Il mio riavvicinamento alla fede, dopo la parentesi adolescenziale, avvenne grazie ai figli spirituali di San Josemaría Escrivá. Il loro messaggio spirituale aderiva alla mia condizione di studente e di giovane che viveva nelle circostanze abituali della vita. Quel messaggio traeva la sua forza dalle origini del Nuovo e Antico Testamento. La santificazione del lavoro e dell’amore umano risalivano ad Adamo, posto nel Paradiso Terrestre per lavorare, e al suo amore per la donna, Eva, manifestato in termini di gratitudine a Dio.
Lo slancio della fede proposto da San Josemaría prendeva a modello i primi cristiani che continuavano a vivere nelle abituali condizioni ma dediti alla preghiera e sensibili alle ispirazioni dello Spirito Santo; disposti a dare alla Chiesa tutti i loro beni; apostolici anche senza un esplicito mandato, come fecero Aquila e la moglie Priscilla con l’intellettuale Apollo.
Quei giovani mi parlavano di unità di vita, cioè di coerenza nelle molteplici situazioni. Mi parlavano di libertà responsabile nelle scelte professionali e politiche: una novità allora e anche adesso. Saper coniugare l’io e non il noi. Non sentirsi mai rappresentanti ufficiali dell’Opus Dei o della Chiesa ma dimostrare coi fatti e non coi distintivi lo spirito cristiano.
Tanta originalità mi piaceva.
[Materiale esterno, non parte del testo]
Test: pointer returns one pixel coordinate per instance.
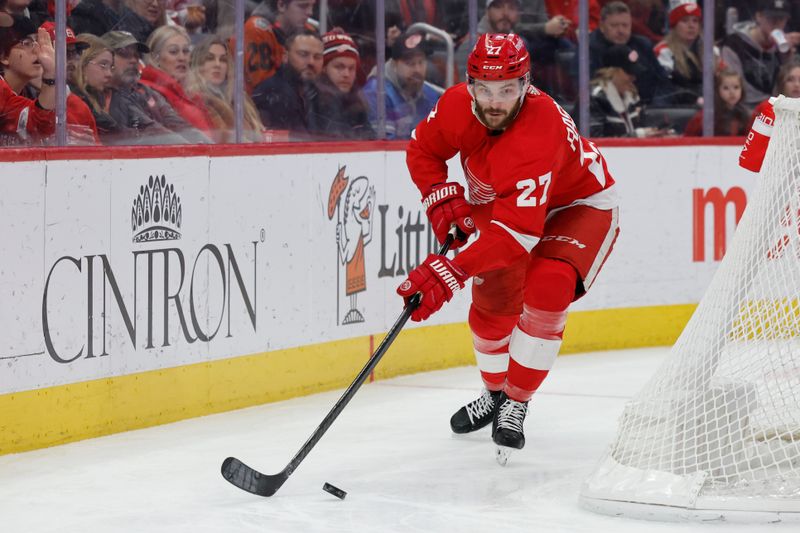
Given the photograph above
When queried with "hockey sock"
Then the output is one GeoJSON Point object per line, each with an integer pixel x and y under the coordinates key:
{"type": "Point", "coordinates": [490, 338]}
{"type": "Point", "coordinates": [536, 340]}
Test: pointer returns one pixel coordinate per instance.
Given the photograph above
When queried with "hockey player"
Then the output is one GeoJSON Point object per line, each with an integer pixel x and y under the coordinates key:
{"type": "Point", "coordinates": [546, 209]}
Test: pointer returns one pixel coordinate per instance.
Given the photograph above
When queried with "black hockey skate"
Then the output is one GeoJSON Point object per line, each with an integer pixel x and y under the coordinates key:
{"type": "Point", "coordinates": [507, 430]}
{"type": "Point", "coordinates": [476, 414]}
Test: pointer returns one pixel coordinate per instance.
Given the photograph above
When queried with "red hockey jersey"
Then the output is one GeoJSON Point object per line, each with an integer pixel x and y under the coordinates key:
{"type": "Point", "coordinates": [21, 116]}
{"type": "Point", "coordinates": [515, 177]}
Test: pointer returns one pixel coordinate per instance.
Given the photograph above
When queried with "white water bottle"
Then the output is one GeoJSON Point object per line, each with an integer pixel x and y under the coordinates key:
{"type": "Point", "coordinates": [780, 39]}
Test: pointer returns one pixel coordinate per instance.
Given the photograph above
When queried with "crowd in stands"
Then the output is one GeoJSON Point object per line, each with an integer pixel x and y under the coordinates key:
{"type": "Point", "coordinates": [162, 71]}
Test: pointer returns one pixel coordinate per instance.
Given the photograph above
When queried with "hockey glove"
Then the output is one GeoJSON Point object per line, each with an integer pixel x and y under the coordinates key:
{"type": "Point", "coordinates": [436, 280]}
{"type": "Point", "coordinates": [445, 206]}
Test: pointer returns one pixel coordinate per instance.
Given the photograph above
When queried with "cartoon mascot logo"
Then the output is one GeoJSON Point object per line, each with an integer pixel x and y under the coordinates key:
{"type": "Point", "coordinates": [353, 233]}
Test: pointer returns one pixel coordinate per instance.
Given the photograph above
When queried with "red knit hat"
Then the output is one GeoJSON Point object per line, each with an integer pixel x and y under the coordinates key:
{"type": "Point", "coordinates": [683, 8]}
{"type": "Point", "coordinates": [337, 44]}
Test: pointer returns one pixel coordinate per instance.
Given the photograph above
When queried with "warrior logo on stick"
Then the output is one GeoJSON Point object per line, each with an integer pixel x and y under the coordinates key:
{"type": "Point", "coordinates": [353, 232]}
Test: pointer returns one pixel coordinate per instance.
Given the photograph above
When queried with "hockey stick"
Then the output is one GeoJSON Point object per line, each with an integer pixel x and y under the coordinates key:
{"type": "Point", "coordinates": [251, 480]}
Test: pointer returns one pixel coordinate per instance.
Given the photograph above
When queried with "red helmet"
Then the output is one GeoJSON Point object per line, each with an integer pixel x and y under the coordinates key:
{"type": "Point", "coordinates": [498, 56]}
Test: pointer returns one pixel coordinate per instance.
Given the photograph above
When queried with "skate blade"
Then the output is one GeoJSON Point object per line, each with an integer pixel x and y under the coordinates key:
{"type": "Point", "coordinates": [502, 453]}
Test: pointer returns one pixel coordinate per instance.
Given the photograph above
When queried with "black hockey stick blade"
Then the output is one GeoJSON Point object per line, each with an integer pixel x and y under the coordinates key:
{"type": "Point", "coordinates": [251, 480]}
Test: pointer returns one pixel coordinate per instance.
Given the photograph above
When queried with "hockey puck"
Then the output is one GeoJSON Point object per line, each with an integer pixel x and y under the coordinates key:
{"type": "Point", "coordinates": [336, 491]}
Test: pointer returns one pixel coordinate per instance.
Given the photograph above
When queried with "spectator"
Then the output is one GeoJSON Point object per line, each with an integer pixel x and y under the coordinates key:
{"type": "Point", "coordinates": [18, 8]}
{"type": "Point", "coordinates": [788, 84]}
{"type": "Point", "coordinates": [166, 71]}
{"type": "Point", "coordinates": [93, 83]}
{"type": "Point", "coordinates": [342, 108]}
{"type": "Point", "coordinates": [96, 16]}
{"type": "Point", "coordinates": [23, 120]}
{"type": "Point", "coordinates": [265, 41]}
{"type": "Point", "coordinates": [409, 98]}
{"type": "Point", "coordinates": [74, 49]}
{"type": "Point", "coordinates": [288, 100]}
{"type": "Point", "coordinates": [147, 115]}
{"type": "Point", "coordinates": [615, 109]}
{"type": "Point", "coordinates": [555, 12]}
{"type": "Point", "coordinates": [615, 29]}
{"type": "Point", "coordinates": [552, 33]}
{"type": "Point", "coordinates": [648, 18]}
{"type": "Point", "coordinates": [752, 51]}
{"type": "Point", "coordinates": [142, 17]}
{"type": "Point", "coordinates": [81, 125]}
{"type": "Point", "coordinates": [209, 77]}
{"type": "Point", "coordinates": [681, 52]}
{"type": "Point", "coordinates": [731, 117]}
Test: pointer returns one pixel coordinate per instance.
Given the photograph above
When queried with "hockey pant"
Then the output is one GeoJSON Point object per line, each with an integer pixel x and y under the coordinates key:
{"type": "Point", "coordinates": [518, 313]}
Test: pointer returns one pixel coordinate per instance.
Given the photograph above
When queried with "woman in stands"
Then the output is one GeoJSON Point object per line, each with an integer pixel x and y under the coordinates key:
{"type": "Point", "coordinates": [210, 78]}
{"type": "Point", "coordinates": [93, 84]}
{"type": "Point", "coordinates": [614, 106]}
{"type": "Point", "coordinates": [681, 52]}
{"type": "Point", "coordinates": [22, 120]}
{"type": "Point", "coordinates": [342, 111]}
{"type": "Point", "coordinates": [731, 117]}
{"type": "Point", "coordinates": [166, 72]}
{"type": "Point", "coordinates": [787, 84]}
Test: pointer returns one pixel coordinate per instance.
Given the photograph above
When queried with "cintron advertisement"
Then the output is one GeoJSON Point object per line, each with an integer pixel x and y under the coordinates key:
{"type": "Point", "coordinates": [177, 287]}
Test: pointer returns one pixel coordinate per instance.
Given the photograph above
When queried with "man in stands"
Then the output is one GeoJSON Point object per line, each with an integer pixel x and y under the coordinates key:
{"type": "Point", "coordinates": [409, 98]}
{"type": "Point", "coordinates": [615, 29]}
{"type": "Point", "coordinates": [546, 208]}
{"type": "Point", "coordinates": [753, 52]}
{"type": "Point", "coordinates": [23, 120]}
{"type": "Point", "coordinates": [138, 107]}
{"type": "Point", "coordinates": [265, 40]}
{"type": "Point", "coordinates": [288, 100]}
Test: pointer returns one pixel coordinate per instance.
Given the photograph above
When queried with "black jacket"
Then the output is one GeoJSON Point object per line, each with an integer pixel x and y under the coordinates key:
{"type": "Point", "coordinates": [287, 102]}
{"type": "Point", "coordinates": [652, 86]}
{"type": "Point", "coordinates": [339, 115]}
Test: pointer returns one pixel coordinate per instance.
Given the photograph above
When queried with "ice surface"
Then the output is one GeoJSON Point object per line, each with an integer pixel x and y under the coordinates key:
{"type": "Point", "coordinates": [391, 450]}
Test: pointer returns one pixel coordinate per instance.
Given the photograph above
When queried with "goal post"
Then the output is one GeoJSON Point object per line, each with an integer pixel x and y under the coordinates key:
{"type": "Point", "coordinates": [715, 433]}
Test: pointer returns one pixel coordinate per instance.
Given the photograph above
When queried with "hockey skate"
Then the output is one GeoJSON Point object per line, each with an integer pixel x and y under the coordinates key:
{"type": "Point", "coordinates": [476, 414]}
{"type": "Point", "coordinates": [507, 431]}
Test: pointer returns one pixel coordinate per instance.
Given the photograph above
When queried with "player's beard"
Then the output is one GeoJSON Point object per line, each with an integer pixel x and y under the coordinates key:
{"type": "Point", "coordinates": [489, 121]}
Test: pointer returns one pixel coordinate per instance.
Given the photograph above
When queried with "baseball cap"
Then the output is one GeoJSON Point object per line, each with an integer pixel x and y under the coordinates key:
{"type": "Point", "coordinates": [13, 31]}
{"type": "Point", "coordinates": [773, 7]}
{"type": "Point", "coordinates": [625, 58]}
{"type": "Point", "coordinates": [409, 44]}
{"type": "Point", "coordinates": [121, 39]}
{"type": "Point", "coordinates": [490, 2]}
{"type": "Point", "coordinates": [683, 8]}
{"type": "Point", "coordinates": [50, 27]}
{"type": "Point", "coordinates": [338, 44]}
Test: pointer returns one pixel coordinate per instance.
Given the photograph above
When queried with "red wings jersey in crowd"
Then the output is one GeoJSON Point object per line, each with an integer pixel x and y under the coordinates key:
{"type": "Point", "coordinates": [757, 141]}
{"type": "Point", "coordinates": [515, 177]}
{"type": "Point", "coordinates": [21, 116]}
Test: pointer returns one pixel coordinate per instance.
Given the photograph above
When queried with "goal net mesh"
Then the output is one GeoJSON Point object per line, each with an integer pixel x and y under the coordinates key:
{"type": "Point", "coordinates": [718, 425]}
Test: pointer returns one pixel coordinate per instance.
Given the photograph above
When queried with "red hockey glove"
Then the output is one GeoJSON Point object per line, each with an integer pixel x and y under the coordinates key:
{"type": "Point", "coordinates": [445, 205]}
{"type": "Point", "coordinates": [436, 279]}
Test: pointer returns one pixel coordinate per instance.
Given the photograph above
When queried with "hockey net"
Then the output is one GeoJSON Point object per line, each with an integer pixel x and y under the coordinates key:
{"type": "Point", "coordinates": [715, 433]}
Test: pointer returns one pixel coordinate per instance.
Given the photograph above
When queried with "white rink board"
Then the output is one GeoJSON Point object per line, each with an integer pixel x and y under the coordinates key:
{"type": "Point", "coordinates": [63, 220]}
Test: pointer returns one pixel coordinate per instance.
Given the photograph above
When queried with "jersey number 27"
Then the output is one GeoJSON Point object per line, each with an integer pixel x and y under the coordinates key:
{"type": "Point", "coordinates": [529, 186]}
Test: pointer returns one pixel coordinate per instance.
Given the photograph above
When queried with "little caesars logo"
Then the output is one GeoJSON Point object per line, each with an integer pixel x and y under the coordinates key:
{"type": "Point", "coordinates": [353, 233]}
{"type": "Point", "coordinates": [166, 283]}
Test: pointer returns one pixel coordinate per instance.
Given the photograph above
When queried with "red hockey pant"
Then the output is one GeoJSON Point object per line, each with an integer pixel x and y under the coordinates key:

Proponevano uno stile di vita cristiana (che tiene conto del lavoro per sostenere la famiglia, dell’amore coniugale e così via) non mutuato dalle spiritualità dei benedettini, dei francescani, dei domenicani e altri religiosi il cui punto di partenza era la vita conventuale o monacale: una realtà stupenda in sé e per loro, ma che diventava una forzatura per il normale cristiano che vive una diversa condizione di vita.
Nella festa di San Josemaria che cade il 26 giugno ringrazierò Dio per questo dono spirituale, originale e realistico a un tempo.